Western Women
Meek’s Cutoff
Directed by Kelly
Reichardt
Runtime: 104 min.
Director Kelly
Reichardt must be in a reign-of-terror state of mind. Her new film, Meek’s Cutoff, goes back in history—following
a small wagon train in 1845 Oregon—to punish the man who led the small band of
settlers to a dry, uninhabitable desert. Obviously another Iraq War allegory, Meek’s Cutoff implies political
punishment: a beheading, or at the very least, castration.

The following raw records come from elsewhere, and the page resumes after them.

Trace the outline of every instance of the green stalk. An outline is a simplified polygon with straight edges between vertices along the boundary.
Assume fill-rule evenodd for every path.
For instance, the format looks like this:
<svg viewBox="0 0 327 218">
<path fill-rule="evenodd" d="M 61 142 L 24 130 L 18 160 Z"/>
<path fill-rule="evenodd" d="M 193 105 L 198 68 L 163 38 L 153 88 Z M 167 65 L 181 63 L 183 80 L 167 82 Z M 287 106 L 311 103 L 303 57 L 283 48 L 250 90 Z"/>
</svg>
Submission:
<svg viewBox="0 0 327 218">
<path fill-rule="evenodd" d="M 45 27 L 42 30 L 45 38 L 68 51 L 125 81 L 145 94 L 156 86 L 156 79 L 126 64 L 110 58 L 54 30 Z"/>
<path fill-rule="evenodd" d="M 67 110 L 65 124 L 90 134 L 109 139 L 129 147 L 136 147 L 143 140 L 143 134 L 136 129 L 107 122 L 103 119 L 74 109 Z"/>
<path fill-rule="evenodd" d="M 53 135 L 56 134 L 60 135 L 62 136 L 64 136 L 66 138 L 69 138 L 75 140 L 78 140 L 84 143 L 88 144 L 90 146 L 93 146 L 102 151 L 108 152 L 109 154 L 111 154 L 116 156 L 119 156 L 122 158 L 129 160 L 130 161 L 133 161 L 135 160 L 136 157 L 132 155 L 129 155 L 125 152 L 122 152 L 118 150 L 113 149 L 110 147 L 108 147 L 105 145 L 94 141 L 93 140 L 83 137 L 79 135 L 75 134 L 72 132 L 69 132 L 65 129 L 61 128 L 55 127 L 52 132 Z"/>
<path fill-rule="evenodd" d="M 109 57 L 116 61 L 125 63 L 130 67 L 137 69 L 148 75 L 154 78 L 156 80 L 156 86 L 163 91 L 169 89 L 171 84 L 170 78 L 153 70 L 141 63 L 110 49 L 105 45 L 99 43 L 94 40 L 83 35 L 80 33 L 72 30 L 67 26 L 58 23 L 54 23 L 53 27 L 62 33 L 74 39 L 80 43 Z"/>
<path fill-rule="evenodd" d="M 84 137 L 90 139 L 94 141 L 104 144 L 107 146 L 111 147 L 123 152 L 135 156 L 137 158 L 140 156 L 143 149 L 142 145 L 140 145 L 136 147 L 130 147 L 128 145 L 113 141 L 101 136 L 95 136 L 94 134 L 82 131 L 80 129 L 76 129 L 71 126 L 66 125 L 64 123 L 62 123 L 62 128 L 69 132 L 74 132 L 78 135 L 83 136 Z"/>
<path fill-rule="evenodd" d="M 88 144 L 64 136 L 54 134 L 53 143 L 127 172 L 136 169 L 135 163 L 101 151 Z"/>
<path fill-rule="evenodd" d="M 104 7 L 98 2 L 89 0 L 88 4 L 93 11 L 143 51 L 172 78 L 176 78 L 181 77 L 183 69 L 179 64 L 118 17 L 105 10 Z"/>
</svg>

Just as Reichardt’s Wendy and Lucy tried poeticizing the
solitude felt by a female sexual outcast, Meek’s
Cutoff highlights the same actress, Michelle Williams, responding with
perplexity, frustration and then anger to the bearded, arrogant, chauvinist,
racist alpha-male scout Stephen Meek (Bruce Greenwood, doing a mean Brad Dourif
impersonation). Meek, the decider, is responsible for getting the wagon train
lost in a barren wilderness. It’s a Western allegory in the most obvious
sense.
Westerns replay
American history to learn from it. Indie directors rarely essay the genre due
to the expense in making a period film. Reichardt practices the square aspect
ratio of classic Westerns like Duel in
the Sun, Wagonmaster and Westward the Women, but, unfortunately,
her aesthetic attitude is all too modern. Meek’s
Cutoff repeats the bleakness of Van Sant’s desert-set Gerry. There’s no awe for nature or the timeless environment in
which “realism” is splendid or beauteous—just Michelle Williams’ white woman’s
burden pouting as she indexes Renée Zellweger, Carey Mulligan and then Isabelle
Huppert’s anti-colonialist misery in White
Material. Reichardt’s Western pities how Americans follow without moral (or
geographical) compass. It challenges patriarchy and racism, but it never risks
questioning received political ideas.